ECLI:NL:CRVB:2019:3319

Centrale Raad van Beroep

Datum uitspraak
15 oktober 2019
Publicatiedatum
22 oktober 2019
Zaaknummer
18/2058 PW
Instantie
Centrale Raad van Beroep
Type
Uitspraak
Rechtsgebied
Bestuursrecht; Socialezekerheidsrecht
Procedures
  • Hoger beroep
Vindplaatsen
  • Rechtspraak.nl
AI samenvatting door LexboostAutomatisch gegenereerd

Afwijzing aanvraag bijzondere bijstand voor duurzame gebruiksgoederen

In deze zaak heeft de Centrale Raad van Beroep op 15 oktober 2019 uitspraak gedaan in hoger beroep tegen de beslissing van de rechtbank Rotterdam van 5 maart 2018. De zaak betreft de afwijzing van een aanvraag om bijzondere bijstand voor de kosten van duurzame gebruiksgoederen, waaronder bedden, kledingkasten, een eethoek en een bankstel. De appellante had deze bijstandsaanvraag ingediend, maar het college van Drechtsteden heeft deze aanvraag afgewezen, stellende dat er geen bijzondere omstandigheden waren die bijstandsverlening rechtvaardigden.
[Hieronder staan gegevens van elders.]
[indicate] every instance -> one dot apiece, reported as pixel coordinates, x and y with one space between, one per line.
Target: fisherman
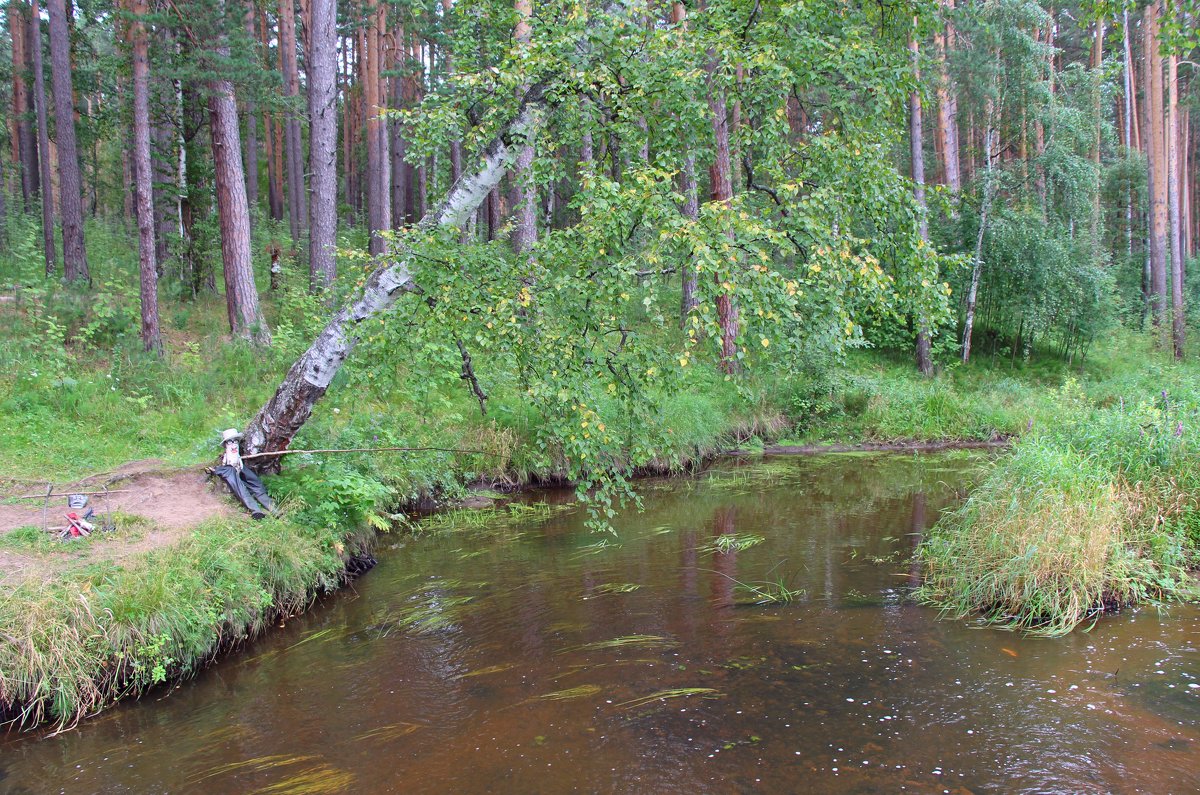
243 480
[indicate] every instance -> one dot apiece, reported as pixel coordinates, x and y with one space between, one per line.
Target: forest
576 241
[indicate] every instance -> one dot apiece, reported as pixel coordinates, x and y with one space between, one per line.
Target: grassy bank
1095 510
1096 507
100 631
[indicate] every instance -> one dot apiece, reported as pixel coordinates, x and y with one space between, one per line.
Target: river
529 655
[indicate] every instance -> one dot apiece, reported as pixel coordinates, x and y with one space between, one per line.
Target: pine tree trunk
721 181
947 103
378 202
298 205
43 142
989 145
143 171
241 296
397 149
448 63
1156 155
1175 204
289 407
916 143
1097 65
323 143
75 256
22 105
689 298
251 123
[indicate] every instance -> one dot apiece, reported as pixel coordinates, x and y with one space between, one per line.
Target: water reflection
529 657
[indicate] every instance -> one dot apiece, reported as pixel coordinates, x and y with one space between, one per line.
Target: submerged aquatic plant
675 693
732 543
580 692
624 641
612 587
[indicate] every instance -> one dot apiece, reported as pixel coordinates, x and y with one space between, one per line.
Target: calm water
533 656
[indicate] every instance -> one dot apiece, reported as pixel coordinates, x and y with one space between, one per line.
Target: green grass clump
1059 533
102 631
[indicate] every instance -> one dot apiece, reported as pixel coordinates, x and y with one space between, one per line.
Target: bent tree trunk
289 407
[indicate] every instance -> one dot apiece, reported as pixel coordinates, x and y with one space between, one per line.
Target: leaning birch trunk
323 143
289 407
1175 228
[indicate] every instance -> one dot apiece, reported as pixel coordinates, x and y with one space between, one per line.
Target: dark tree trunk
721 180
689 299
947 103
1156 155
151 339
22 105
75 256
323 143
286 412
378 197
525 231
241 297
43 142
298 208
916 141
251 124
1175 204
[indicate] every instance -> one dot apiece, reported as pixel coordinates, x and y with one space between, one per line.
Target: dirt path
169 500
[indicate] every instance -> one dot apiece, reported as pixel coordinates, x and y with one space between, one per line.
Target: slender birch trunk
1175 204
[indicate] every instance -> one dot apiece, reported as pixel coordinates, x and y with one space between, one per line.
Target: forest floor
186 573
150 506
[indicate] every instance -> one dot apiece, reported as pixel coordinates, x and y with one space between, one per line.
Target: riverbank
95 627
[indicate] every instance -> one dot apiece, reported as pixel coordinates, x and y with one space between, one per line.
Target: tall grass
1093 513
99 632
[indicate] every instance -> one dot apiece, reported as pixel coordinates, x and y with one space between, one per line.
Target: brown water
520 658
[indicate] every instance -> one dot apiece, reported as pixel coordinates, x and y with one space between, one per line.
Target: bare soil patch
172 501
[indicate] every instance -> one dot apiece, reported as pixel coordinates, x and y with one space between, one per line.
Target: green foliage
101 631
1095 512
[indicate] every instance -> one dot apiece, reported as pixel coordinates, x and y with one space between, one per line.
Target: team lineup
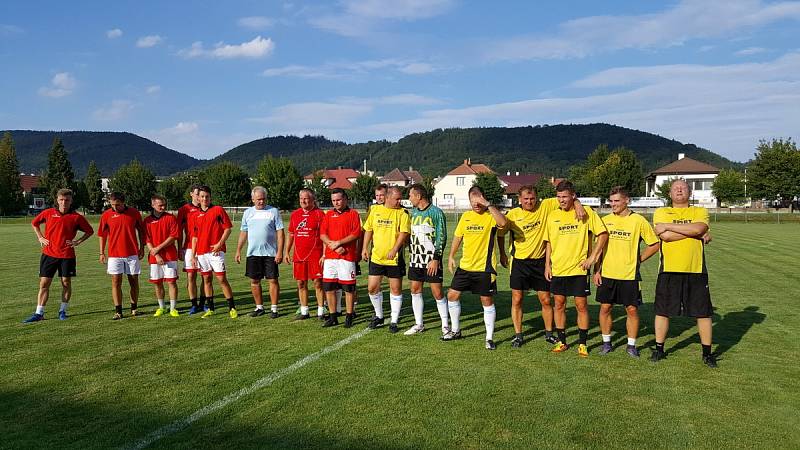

De appellante had volgens het college uit haar inkomen op bijstandsniveau moeten reserveren voor de aanschaf van deze goederen.

De rechtbank heeft het beroep van de appellante tegen het besluit van het college ongegrond verklaard. In hoger beroep heeft de appellante aangevoerd dat de omstandigheden waaronder zij de goederen heeft aangeschaft, namelijk dat deze snel kapot gingen door vochtproblemen en een muizenplaag, bijzondere omstandigheden vormen die bijstandsverlening rechtvaardigen. Echter, de Centrale Raad van Beroep oordeelt dat de gestelde omstandigheden niet voldoende zijn om te concluderen dat de kosten voor vervanging onvoorzienbaar waren. Het is gebruikelijk dat duurzame gebruiksgoederen na verloop van tijd gerepareerd of vervangen moeten worden.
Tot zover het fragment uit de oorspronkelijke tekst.